Abstract:The Superficial Alignment Hypothesis posits that almost all of a language model's abilities and knowledge are learned during pre-training, while post-training is about giving a model the right style and format. We re-examine these claims by empirically studying the scaling behavior of post-training with increasing finetuning examples and evaluating them using objective task-specific standardized benchmarks. Through experiments with the Llama-3, Mistral, and Llama-2 model families of multiple sizes, we observe that, similar to the pre-training scaling laws, post-training task performance scales as a power law against the number of finetuning examples.

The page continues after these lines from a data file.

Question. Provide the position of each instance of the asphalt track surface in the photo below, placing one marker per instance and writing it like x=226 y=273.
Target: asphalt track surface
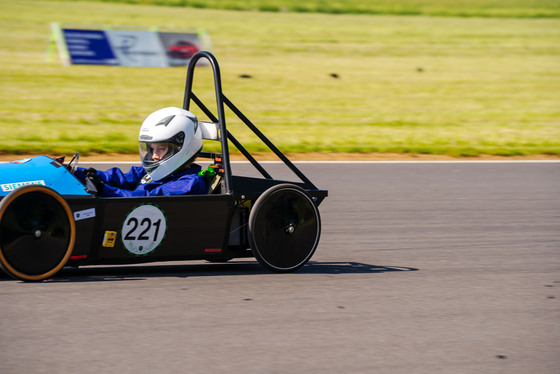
x=421 y=268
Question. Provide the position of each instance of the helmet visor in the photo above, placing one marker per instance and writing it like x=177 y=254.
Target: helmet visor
x=154 y=154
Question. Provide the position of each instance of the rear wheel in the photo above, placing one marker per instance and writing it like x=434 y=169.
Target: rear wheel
x=37 y=233
x=284 y=228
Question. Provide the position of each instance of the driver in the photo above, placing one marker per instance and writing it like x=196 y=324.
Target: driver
x=169 y=141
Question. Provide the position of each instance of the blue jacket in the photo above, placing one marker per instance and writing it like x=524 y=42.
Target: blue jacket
x=117 y=183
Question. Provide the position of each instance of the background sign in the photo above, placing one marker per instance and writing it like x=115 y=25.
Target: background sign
x=103 y=46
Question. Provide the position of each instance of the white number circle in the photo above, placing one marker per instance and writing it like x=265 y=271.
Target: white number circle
x=143 y=229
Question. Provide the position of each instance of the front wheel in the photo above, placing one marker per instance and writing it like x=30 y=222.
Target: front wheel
x=284 y=228
x=37 y=233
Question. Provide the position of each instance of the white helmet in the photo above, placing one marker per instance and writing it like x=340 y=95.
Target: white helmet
x=175 y=128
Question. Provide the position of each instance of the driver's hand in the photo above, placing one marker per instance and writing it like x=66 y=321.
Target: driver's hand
x=93 y=184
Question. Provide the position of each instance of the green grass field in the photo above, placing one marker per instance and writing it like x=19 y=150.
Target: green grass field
x=407 y=84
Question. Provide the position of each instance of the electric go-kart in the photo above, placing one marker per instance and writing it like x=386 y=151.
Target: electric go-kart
x=49 y=219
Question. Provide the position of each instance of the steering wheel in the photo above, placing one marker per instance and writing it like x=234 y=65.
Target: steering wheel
x=73 y=165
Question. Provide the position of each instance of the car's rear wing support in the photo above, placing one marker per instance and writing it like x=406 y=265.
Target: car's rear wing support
x=221 y=99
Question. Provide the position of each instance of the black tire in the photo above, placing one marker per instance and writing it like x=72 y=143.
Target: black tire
x=37 y=233
x=284 y=228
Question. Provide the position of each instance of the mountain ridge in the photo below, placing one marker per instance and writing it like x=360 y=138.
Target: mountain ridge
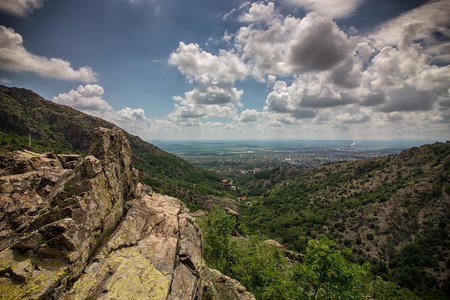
x=23 y=113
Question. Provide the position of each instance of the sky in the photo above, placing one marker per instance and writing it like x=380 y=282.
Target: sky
x=241 y=70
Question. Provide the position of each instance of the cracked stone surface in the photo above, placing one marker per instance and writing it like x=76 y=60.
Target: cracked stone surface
x=77 y=228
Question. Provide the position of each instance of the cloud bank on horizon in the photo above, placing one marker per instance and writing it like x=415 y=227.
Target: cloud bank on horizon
x=321 y=80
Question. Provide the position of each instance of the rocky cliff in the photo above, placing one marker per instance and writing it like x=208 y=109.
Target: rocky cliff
x=79 y=228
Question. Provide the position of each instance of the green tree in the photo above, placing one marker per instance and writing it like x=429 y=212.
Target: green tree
x=218 y=227
x=326 y=274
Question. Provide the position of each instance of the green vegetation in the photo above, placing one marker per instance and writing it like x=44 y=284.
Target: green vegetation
x=61 y=129
x=326 y=272
x=365 y=206
x=12 y=142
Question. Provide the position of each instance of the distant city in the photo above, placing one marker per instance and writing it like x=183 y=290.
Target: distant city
x=231 y=158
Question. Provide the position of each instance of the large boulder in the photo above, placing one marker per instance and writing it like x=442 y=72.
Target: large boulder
x=77 y=228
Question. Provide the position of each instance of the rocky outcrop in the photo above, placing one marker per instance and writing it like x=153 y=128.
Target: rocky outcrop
x=219 y=286
x=291 y=256
x=77 y=228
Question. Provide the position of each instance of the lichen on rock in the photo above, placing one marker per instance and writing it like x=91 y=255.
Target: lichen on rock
x=77 y=228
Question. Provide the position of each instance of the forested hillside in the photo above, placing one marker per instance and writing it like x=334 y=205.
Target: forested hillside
x=390 y=211
x=59 y=128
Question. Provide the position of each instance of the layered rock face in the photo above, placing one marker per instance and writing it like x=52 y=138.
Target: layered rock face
x=77 y=228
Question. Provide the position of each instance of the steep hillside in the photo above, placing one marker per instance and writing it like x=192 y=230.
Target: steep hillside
x=391 y=211
x=58 y=127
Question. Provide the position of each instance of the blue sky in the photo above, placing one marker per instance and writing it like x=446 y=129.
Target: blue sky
x=213 y=69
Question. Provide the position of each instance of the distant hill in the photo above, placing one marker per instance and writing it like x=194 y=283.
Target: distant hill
x=61 y=128
x=392 y=211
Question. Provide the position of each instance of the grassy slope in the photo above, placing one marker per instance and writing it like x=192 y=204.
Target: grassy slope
x=60 y=128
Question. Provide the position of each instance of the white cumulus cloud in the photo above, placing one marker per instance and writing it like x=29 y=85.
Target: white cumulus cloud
x=249 y=115
x=14 y=57
x=335 y=9
x=84 y=98
x=20 y=7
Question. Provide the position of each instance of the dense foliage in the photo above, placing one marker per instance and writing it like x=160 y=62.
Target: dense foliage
x=326 y=272
x=390 y=211
x=59 y=129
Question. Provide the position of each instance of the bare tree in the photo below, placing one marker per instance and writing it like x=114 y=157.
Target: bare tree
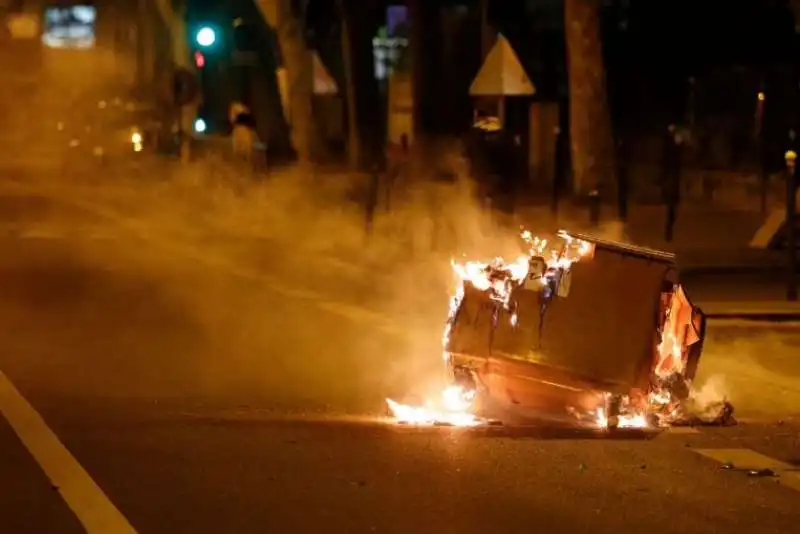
x=174 y=18
x=590 y=118
x=353 y=135
x=289 y=26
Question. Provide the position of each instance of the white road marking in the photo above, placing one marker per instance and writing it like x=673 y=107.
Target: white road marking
x=682 y=430
x=788 y=475
x=94 y=510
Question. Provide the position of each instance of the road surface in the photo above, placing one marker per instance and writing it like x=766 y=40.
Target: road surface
x=199 y=398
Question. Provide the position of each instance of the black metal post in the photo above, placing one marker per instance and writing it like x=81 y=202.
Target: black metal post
x=594 y=207
x=791 y=225
x=763 y=176
x=673 y=183
x=623 y=179
x=558 y=171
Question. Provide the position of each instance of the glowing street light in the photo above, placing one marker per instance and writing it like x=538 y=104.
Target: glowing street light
x=206 y=36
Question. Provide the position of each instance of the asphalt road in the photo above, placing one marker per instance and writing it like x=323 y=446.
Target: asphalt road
x=200 y=399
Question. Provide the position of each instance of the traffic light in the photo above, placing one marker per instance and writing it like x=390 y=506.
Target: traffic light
x=205 y=36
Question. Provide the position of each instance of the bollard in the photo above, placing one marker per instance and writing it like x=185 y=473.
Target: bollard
x=791 y=225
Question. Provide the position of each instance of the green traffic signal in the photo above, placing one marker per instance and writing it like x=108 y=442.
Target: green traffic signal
x=206 y=36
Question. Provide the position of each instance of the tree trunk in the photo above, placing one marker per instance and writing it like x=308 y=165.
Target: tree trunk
x=299 y=65
x=590 y=120
x=353 y=136
x=175 y=20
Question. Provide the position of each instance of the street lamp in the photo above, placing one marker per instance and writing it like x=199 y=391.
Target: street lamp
x=206 y=36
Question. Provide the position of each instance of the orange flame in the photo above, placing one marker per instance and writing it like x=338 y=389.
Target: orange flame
x=499 y=278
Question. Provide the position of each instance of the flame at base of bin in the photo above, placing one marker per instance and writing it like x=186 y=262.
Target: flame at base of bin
x=453 y=409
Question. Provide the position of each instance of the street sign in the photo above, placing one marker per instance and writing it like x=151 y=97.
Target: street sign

This power law relationship holds across a broad array of capabilities, including mathematical reasoning, coding, instruction following, and multihop-reasoning. In addition, for tasks like math and multihop reasoning, we observe that a handful of examples merely align the model stylistically but do not saturate performance on the benchmarks. Model performance is instead correlated with its reasoning ability and it improves significantly with more examples, illustrating the need for holistic evaluation programs leveraging objective benchmarks in addition to measurement of alignment to human preferences. We also observe that language models are not necessarily limited to using knowledge learned during pre-training. With appropriate post-training, a model's ability to integrate new knowledge greatly improves on downstream tasks like multihop question-answering. Taken together, these results shed new light on the Superficial Alignment Hypothesis, suggesting that it is, at best, an over-simplification.

What problem does this paper attempt to address?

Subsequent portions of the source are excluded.